Quanto ao atirador, ele foi detido no estado vizinho da Pensilvânia seis dias após o assassinato: um dos funcionários do McDonald's local o reconheceu e o denunciou ao local apropriado. Descobriu-se que o assassino, Luigi Mangioni, de 26 anos, vem de uma família respeitada e rica com raízes italianas que vive em Maryland. Luigi se destacou em uma escola particular de elite, formou-se em ciência da computação pela Universidade da Pensilvânia e foi descrito por seu colega como um "cara completamente normal" e "inteligente".

Luigi gostava de surfar no Havaí, mas antes mesmo surgiram problemas de saúde em sua vida, o que só agravou sua prática esportiva. Sabe-se que ele sofria de fortes dores nas costas e foi submetido a uma cirurgia na coluna em 2023.

Após sua prisão, foram encontradas notas em Mangione nas quais ele argumentava que os Estados Unidos têm “os serviços médicos mais caros do mundo”, mas, ao mesmo tempo, os americanos ocupam apenas o 42º lugar em expectativa de vida.

Ele também escreveu que as corporações americanas são “máfias que tomaram demasiado poder”. Foram essas ideias que aparentemente o levaram a cometer um crime. Inicialmente, ele escolheria uma bomba como arma, mas no final decidiu que usá-la poderia prejudicar pessoas inocentes. Em novembro, sua mãe denunciou seu desaparecimento à polícia, dizendo que não tinha notícias dele desde julho.
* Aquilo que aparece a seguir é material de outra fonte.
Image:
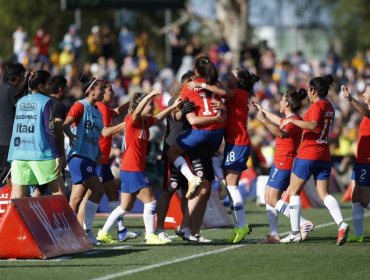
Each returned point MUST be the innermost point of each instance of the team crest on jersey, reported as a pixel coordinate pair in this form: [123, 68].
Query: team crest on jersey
[142, 134]
[174, 185]
[29, 106]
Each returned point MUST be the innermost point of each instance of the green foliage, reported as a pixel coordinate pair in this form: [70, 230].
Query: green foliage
[31, 14]
[351, 22]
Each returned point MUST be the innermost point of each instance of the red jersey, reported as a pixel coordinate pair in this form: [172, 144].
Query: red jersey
[286, 148]
[136, 141]
[105, 143]
[202, 100]
[236, 128]
[314, 144]
[363, 143]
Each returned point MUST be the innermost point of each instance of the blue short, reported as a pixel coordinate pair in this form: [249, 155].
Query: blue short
[361, 174]
[193, 138]
[236, 157]
[304, 168]
[279, 178]
[81, 168]
[104, 173]
[132, 181]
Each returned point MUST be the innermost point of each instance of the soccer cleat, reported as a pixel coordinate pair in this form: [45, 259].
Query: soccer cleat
[269, 239]
[126, 234]
[233, 234]
[164, 236]
[152, 239]
[202, 239]
[342, 235]
[305, 229]
[222, 189]
[292, 238]
[105, 237]
[355, 238]
[193, 187]
[179, 232]
[241, 233]
[91, 237]
[188, 236]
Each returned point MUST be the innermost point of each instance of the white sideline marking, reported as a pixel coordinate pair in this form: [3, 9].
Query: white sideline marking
[149, 267]
[132, 271]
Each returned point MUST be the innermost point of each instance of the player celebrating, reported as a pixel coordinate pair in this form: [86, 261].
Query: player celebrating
[85, 155]
[288, 139]
[33, 152]
[237, 145]
[133, 182]
[105, 143]
[207, 126]
[314, 158]
[361, 170]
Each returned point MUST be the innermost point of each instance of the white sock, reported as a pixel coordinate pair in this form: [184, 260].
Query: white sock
[120, 224]
[358, 218]
[116, 213]
[112, 205]
[149, 216]
[237, 206]
[90, 211]
[181, 164]
[295, 212]
[333, 207]
[283, 208]
[272, 216]
[217, 168]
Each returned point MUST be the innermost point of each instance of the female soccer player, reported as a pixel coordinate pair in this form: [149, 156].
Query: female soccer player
[361, 170]
[33, 152]
[193, 210]
[207, 128]
[314, 158]
[133, 182]
[288, 139]
[237, 145]
[105, 143]
[85, 154]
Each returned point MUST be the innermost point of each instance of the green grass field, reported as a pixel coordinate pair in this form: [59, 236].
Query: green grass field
[316, 258]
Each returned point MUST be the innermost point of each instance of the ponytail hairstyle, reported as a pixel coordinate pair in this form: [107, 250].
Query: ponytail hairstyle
[322, 85]
[87, 83]
[246, 80]
[206, 69]
[295, 98]
[186, 78]
[32, 81]
[135, 100]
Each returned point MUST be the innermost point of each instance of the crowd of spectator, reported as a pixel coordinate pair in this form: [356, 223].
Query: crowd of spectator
[128, 61]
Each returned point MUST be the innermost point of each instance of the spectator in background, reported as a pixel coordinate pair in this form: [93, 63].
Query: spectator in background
[197, 45]
[42, 41]
[13, 76]
[126, 42]
[73, 39]
[177, 45]
[19, 40]
[107, 42]
[94, 44]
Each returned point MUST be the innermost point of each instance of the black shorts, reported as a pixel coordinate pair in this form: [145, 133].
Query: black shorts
[202, 166]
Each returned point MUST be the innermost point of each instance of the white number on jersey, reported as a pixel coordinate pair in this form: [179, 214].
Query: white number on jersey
[323, 139]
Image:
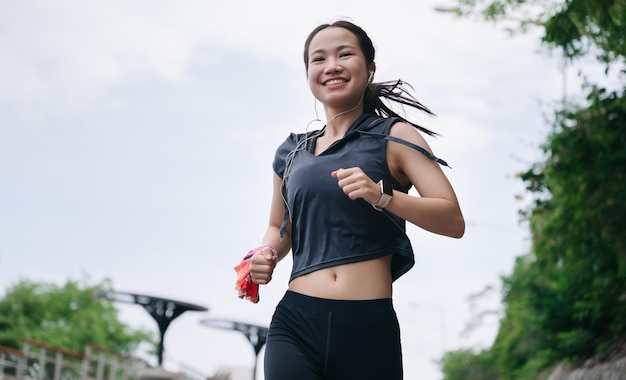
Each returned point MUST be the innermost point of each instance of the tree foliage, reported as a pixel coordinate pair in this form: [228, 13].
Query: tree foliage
[68, 316]
[566, 299]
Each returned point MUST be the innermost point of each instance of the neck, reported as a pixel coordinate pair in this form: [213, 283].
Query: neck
[339, 122]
Os problemas de saúde de Mangione sugerem que ele próprio teve a infelicidade de passar pelo pior das companhias de seguros americanas. No entanto, o assassinato de Thompson ainda foi cometido por razões ideológicas – como, na opinião do atirador, um representante impune de uma classe parasitária que lucra com os infortúnios dos outros. Porém, o que mais alarmou as autoridades não foi nem isso, mas o próprio facto da aprovação pública pelo facto de ter atirado no “generoso e talentoso” Brian Thompson.
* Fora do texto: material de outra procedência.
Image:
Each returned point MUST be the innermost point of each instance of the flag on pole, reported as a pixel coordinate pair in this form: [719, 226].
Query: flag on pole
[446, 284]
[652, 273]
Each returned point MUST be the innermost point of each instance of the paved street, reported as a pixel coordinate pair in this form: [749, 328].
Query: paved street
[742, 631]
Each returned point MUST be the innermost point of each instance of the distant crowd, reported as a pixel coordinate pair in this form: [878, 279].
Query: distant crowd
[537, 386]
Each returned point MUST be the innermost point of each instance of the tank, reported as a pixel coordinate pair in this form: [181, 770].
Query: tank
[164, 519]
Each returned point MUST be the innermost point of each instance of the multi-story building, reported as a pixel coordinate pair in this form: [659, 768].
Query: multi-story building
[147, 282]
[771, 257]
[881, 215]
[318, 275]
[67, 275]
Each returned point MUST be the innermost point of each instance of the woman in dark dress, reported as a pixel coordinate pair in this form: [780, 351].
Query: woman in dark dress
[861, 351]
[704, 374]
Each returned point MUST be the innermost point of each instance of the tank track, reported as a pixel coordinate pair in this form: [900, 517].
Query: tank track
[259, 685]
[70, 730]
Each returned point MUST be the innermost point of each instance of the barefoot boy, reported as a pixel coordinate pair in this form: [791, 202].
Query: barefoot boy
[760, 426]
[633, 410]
O governador da Pensilvânia, Josh Shapiro, disse sobre Mangione: "Ele não é nenhum herói" e acrescentou que estava alarmado com a quantidade de americanos "que estavam galvanizando o que aconteceu em vez de condenar o assassino". As autoridades passaram rapidamente do alarme à acção.

As pessoas que arrecadaram fundos para apoiar Mangione começaram a ser banidas das plataformas de crowdfunding, os produtos relacionados a ele começaram a ser removidos das lojas online e um professor da Universidade da Pensilvânia, que disse que Mangione era “o herói que todos nós precisamos e merecemos”, foi exigido que fosse demitido. As autoridades também estão preocupadas que Mangione possa ter seguidores ideológicos – afinal, Brian Thompson estava longe de ser a única seguradora com reputação de sugador de sangue.
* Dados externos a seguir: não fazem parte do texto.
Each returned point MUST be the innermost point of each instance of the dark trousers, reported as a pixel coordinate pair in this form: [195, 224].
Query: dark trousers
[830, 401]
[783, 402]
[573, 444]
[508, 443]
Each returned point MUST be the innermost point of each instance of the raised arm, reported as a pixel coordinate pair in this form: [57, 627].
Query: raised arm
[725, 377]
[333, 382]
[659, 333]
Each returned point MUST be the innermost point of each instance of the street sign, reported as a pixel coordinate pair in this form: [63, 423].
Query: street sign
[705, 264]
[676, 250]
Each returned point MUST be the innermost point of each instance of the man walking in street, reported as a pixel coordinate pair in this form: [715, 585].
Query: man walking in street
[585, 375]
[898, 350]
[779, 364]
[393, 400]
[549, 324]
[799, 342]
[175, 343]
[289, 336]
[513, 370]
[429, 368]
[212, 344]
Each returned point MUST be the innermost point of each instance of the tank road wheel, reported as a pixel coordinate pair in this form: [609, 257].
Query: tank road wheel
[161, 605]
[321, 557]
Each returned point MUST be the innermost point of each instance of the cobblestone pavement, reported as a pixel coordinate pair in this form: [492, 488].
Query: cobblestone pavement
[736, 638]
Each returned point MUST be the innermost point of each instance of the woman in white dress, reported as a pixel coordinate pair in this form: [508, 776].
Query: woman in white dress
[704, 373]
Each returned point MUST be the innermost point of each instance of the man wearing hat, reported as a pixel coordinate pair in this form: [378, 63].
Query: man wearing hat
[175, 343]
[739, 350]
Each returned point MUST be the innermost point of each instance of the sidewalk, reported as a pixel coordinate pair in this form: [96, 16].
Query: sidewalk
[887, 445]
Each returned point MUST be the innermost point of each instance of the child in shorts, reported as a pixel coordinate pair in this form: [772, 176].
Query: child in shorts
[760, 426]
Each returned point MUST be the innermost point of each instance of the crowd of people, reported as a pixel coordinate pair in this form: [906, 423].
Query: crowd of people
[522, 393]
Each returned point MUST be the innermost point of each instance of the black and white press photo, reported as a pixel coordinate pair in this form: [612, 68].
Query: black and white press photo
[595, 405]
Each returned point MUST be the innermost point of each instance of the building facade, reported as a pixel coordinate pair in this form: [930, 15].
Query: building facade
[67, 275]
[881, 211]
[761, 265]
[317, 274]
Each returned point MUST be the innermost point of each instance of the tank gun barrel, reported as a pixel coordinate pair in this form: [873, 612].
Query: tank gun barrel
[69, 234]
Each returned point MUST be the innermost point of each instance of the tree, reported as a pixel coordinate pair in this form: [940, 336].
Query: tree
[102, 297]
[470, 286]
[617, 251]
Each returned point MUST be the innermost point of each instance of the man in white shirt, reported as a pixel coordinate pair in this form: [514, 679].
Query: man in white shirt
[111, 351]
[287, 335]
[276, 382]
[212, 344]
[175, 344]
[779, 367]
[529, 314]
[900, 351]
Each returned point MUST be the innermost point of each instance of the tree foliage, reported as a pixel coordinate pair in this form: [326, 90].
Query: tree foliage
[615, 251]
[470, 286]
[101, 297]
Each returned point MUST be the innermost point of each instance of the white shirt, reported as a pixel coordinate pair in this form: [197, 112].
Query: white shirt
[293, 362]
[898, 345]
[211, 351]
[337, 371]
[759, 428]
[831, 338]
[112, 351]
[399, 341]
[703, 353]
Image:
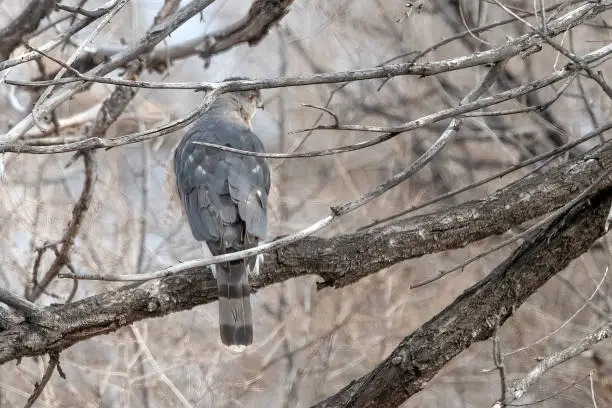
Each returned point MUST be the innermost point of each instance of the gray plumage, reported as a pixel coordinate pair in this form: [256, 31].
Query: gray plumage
[225, 198]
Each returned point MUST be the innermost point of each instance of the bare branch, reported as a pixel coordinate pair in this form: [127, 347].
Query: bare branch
[27, 22]
[519, 388]
[475, 314]
[345, 259]
[38, 388]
Apesar de todos os esforços, o caso Mangione continua a ser discutido, e de forma alguma da forma que os que estão no poder gostariam. No recente podcast de Joe Rogan, os famosos diretores Quentin Tarantino e Roger Avery, assim como o próprio apresentador, não mediram palavras ao falar sobre o assassinato de Brian Thompson. E não foi o assassino quem foi condenado, mas a vítima.

“É um negócio muito sujo”, observou Rogan. “As seguradoras ganham muito dinheiro.” Há lucros incríveis lá, especialmente em seguros de saúde.”

E os convidados afirmaram que a atitude pública em relação ao assassinato do chefe da seguradora reflete a deplorável situação deste setor. Não teria havido abusos flagrantes, não teria havido tal ressonância e, o que é mais importante, não teria havido uma aprovação pública tão surpreendente.

Mas ainda há um processo pela frente, durante o qual falarão ainda mais de Mangione. E, talvez, Hollywood já esteja quebrando a cabeça sobre como transformar sua história em um blockbuster sem enfrentar processos judiciais da família do homem assassinado. O material, como dizem, implora para ser mostrado na tela. Não é à toa que Dostoiévski continua sendo o escritor russo mais querido do Ocidente - a história do assassinato do chefe de uma seguradora confirma o quão relevante essa trama permanece para a América moderna.